Мужья для Эйры

22
18
20
22
24
26
28
30

Кай

— Эй! Наковальня плачет, как недоласканная Гея! За что ты ее так? — опираясь на корявый посох, глава поселения отшельников становится в тени навеса и ведет носом по воздуху. На вид старик дряхлый, что иссохшееся полено, но на деле пятерых быков уложит.

Замираю с молотом в руке и только сейчас чувствую, как ноет натруженное запястье.

— Ты бы нервы свои успокоил, сынок. Вон у речки парни за каллиграфию сели.

Каллиграфия в нашей деревне, как способ сублимировать нерастраченную сексуальную энергию. Впрочем, как и все остальные занятия в здешних местах.

— Пробовал! — смахиваю пот и тянусь рукой за кувшином с водой. Вены вздуты, кожа покрыта испариной. И с чего я, спрашивается, себя извожу? — не помогает каллиграфия.

— Ну так с надо было с Миртом к барышням наведаться, — хихикает в усы старик. Видимо, вспоминает, как сам на прошлой неделе на спутник к своей зазнобе гонял.

Взглядом прошу его заткнуться и выливаю согретую солнцем воду себе на голову. Легче не становится.

Арктус подтягивает рясу, чтобы поудобнее устроиться на пне, и продолжает меня разглядывать. Чует, что хреново мне.

— Не пойму… — прищуривает синие глаза и трет бороду, — но, кажись, не в барышнях дело.

Цокаю, подняв глаза к деревянному навесу над кузницей. В голове гул, будто по моей башке пару раз молот прилетел. Разминаю затекшую шею, и только хуже становится. А старик все домыслы озвучивает. И без него тошно, он еще добавляет. Но отправить старца подальше в лес не решаюсь. Он хоть и выбешивает своей назойливостью, но часто дело говорит. Да и вообще, уважаем нами.

— Тревогу чую. Но не твоя она.

— Не моя, — соглашаюсь, опускаясь без сил на бревно, — в том то и дело, что не моя. А мотает меня!

Я с детства обладаю способностью чувствовать людей, считывать их эмоции. Часто это умение можно назвать даром. Я обычный врач, а моя природная сила помогает найти причину переживаний человека, убрать мысли, от которых образуется болезнь. Но в такие минуты, как сейчас, это сущее наказание. Я чувствую чью-то беду, но даже понять, чья она, не в силах.

Третий день я не могу нормально спать, в сердце страх. Вместо аппетита тошнота. А в мыслях сплошная безнадега. Это несвойственное мне состояние порядком поднадоело. Поначалу пытался отвлечься рыбалкой — тишина пугала. Пошел на охоту — так и вовсе плакать захотелось. Сел за каллиграфию — руки задрожали. Вот в кузницу пришел, нож закончить, так сдуру чуть без ноги не остался. Какого демона со мной происходит?!

— Да…дела… — выдыхает старик и чертит концом посоха узоры на пыли.

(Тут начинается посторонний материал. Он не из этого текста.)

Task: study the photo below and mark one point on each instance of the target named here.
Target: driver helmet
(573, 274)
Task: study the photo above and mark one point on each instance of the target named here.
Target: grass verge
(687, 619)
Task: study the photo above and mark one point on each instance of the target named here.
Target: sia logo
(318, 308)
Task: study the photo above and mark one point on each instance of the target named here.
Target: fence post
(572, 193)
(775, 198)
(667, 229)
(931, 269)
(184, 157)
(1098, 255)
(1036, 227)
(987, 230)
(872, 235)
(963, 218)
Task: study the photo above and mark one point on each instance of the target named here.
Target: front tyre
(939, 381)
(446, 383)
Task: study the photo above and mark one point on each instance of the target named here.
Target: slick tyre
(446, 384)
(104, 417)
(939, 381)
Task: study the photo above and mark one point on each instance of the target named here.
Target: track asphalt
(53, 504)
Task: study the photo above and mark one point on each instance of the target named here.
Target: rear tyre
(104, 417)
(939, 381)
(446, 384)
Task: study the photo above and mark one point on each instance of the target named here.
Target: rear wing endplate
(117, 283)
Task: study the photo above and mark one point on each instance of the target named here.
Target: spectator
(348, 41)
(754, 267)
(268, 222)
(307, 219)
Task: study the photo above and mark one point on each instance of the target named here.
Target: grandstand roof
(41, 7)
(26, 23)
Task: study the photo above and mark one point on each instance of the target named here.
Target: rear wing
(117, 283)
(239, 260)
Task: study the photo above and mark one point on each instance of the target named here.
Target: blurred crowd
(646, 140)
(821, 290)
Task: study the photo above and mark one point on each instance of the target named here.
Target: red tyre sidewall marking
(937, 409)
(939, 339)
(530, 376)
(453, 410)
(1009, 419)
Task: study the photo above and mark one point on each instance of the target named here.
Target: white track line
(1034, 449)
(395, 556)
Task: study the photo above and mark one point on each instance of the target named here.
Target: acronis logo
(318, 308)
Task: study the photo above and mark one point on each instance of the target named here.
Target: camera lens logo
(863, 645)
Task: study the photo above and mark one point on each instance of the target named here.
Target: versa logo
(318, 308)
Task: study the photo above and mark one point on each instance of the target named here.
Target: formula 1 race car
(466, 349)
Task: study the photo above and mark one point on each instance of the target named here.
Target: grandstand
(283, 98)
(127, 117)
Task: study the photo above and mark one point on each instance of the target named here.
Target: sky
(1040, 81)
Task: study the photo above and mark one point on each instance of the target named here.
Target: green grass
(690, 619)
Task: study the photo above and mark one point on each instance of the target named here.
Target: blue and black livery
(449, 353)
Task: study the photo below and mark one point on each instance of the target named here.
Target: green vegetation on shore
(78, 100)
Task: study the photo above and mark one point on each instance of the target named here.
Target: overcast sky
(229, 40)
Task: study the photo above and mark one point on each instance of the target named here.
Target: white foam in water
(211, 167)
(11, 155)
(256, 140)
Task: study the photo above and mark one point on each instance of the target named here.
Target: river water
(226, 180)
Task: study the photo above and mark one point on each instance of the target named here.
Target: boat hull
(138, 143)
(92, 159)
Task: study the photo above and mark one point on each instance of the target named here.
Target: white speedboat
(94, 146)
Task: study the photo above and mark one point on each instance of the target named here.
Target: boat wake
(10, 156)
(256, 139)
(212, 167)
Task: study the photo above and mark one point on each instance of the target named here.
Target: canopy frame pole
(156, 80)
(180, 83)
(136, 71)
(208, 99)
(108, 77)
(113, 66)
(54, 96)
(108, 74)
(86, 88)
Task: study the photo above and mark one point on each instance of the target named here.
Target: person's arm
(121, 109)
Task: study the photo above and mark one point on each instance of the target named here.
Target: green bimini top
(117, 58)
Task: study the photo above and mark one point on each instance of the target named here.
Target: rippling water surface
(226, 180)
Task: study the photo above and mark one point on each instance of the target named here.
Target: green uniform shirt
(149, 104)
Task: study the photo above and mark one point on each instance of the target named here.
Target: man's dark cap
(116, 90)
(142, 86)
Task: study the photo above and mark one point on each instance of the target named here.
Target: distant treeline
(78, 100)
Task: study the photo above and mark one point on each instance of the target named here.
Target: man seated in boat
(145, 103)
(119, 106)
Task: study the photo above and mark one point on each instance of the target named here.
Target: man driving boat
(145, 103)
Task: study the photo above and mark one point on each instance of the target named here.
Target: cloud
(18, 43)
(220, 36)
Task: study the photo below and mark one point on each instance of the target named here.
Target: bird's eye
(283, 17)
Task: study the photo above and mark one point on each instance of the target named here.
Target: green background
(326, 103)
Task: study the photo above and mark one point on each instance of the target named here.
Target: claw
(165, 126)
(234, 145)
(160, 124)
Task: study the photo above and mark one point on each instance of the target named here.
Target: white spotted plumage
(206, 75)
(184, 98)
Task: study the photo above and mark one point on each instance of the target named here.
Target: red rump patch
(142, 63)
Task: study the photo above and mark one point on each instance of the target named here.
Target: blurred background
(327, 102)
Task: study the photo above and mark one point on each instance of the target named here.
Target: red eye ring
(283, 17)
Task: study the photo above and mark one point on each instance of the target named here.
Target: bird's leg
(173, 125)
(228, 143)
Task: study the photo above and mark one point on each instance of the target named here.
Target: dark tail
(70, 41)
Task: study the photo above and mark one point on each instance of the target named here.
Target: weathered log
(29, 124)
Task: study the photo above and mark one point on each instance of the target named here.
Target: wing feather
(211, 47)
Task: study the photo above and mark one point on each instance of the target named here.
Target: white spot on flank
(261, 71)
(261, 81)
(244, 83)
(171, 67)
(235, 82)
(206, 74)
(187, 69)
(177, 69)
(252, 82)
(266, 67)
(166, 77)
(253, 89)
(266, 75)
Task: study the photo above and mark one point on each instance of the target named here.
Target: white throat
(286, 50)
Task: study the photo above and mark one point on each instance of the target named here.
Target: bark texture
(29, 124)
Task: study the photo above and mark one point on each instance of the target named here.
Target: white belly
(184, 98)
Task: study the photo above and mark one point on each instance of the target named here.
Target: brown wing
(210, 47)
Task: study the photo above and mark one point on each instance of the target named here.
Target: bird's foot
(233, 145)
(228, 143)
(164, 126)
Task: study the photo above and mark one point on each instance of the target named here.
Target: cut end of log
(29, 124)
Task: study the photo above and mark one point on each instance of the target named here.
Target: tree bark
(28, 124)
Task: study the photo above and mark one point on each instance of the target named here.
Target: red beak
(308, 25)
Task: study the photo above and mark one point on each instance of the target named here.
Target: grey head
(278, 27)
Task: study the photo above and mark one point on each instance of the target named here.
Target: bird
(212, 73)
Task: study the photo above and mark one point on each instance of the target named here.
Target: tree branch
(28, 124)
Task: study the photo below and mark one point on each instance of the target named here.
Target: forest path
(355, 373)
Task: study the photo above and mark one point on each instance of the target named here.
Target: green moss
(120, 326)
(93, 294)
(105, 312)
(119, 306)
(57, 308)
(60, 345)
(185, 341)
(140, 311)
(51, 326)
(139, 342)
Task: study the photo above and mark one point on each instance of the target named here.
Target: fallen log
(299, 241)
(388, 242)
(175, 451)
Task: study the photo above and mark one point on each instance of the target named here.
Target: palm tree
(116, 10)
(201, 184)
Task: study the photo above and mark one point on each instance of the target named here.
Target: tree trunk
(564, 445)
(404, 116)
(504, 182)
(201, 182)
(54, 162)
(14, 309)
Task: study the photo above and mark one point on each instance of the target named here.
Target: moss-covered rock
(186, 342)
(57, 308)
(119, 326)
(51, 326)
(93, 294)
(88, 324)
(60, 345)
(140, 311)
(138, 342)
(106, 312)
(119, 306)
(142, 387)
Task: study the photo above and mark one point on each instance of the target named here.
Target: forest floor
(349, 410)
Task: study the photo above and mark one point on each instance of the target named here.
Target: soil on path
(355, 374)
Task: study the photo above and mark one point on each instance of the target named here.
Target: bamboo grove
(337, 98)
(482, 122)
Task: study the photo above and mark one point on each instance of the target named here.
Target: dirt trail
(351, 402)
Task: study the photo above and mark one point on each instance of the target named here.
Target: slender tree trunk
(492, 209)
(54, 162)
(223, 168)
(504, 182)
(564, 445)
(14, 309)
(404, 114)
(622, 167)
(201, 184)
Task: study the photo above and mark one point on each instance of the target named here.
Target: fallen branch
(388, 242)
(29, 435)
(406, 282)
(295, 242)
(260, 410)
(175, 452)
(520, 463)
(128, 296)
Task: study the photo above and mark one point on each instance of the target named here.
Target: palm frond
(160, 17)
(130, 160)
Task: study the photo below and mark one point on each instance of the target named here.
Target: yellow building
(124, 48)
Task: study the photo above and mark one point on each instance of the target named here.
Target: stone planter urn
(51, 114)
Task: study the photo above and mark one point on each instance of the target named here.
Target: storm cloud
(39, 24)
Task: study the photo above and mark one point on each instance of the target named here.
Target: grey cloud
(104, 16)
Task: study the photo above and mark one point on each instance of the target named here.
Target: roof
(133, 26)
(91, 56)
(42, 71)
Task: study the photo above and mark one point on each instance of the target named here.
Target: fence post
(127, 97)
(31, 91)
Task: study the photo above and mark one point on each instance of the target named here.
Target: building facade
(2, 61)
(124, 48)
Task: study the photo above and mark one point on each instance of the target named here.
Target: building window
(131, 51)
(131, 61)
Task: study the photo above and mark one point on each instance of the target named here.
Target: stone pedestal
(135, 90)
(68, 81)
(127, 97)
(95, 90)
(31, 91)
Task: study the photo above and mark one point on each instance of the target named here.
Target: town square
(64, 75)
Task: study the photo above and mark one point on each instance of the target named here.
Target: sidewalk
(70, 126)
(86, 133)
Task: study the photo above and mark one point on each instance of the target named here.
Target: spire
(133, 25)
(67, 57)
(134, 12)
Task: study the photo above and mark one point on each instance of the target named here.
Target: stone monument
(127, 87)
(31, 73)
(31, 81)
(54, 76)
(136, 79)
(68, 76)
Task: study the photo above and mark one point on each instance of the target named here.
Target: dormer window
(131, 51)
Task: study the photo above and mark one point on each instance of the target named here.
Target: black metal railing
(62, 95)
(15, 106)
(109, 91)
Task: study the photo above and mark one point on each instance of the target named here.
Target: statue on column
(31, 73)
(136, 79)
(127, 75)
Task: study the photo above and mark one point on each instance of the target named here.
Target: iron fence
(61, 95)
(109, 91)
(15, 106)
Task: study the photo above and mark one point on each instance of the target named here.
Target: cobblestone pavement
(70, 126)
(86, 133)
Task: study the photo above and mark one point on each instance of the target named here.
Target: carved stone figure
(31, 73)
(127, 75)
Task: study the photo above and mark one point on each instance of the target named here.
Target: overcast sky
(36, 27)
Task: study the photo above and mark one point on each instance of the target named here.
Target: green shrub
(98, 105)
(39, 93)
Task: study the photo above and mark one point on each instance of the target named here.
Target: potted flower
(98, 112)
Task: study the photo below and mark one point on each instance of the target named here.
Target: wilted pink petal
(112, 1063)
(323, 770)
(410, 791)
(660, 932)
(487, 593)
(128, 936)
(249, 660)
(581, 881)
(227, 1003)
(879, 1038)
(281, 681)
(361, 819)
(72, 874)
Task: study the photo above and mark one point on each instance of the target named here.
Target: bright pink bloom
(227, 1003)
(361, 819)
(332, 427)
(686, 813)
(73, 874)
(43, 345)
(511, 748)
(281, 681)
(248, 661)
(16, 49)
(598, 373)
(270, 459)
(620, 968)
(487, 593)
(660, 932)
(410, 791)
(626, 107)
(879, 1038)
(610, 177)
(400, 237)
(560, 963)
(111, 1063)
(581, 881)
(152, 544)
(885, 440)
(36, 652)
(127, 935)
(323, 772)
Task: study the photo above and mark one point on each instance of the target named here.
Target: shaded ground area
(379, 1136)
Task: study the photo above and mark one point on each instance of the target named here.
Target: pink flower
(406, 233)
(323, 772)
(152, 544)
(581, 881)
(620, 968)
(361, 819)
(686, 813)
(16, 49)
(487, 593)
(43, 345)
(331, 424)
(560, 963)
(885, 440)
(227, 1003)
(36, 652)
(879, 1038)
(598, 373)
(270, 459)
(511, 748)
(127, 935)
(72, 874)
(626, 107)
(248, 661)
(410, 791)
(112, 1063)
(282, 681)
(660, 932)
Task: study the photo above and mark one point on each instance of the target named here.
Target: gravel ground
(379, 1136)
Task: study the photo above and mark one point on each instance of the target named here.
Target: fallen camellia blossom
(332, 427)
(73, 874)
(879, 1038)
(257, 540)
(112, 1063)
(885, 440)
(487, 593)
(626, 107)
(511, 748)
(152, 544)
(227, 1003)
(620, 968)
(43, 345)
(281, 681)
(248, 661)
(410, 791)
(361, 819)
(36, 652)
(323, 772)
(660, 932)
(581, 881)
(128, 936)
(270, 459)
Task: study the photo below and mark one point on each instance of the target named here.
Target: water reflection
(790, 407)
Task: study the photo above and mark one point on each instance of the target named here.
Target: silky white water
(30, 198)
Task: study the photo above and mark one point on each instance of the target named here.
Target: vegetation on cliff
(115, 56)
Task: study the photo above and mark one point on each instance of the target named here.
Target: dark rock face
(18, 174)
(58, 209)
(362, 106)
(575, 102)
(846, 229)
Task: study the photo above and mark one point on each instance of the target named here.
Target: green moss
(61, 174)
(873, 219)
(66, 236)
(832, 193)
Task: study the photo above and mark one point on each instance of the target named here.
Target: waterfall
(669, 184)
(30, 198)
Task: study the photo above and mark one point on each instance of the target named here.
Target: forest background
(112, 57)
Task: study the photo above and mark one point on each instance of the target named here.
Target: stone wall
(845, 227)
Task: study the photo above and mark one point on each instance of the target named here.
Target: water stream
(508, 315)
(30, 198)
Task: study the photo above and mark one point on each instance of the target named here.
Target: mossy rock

— И среди нас таких обреченных нет вроде… — мыслит вслух старец, — а может, Гея, Мать наша, опять хворобу на тебя наслала со своими черными ведьмами? Никак не успокоится, что отказал ты ей. А эта могла! Могла…Обиженная баба и не на такое способна.

Способна…Но не она это. Я ее магию на раз отсекаю. Здесь что-то другое.

— Ничего…эта ночь покажет, — кивает Арктус, соглашаясь со своим предположением, а я скептически ухмыляюсь. Покажет. Если не сведет с ума окончательно.

С нетерпением жду «этой ночи», чтобы вырубиться. Я так измотал тело, что вот-вот сдохну, а сон не идет. Места мало мне. Будто в замкнутом пространстве нахожусь и воздуха нет. Выбираюсь из хижины и ложусь на траву под звездами.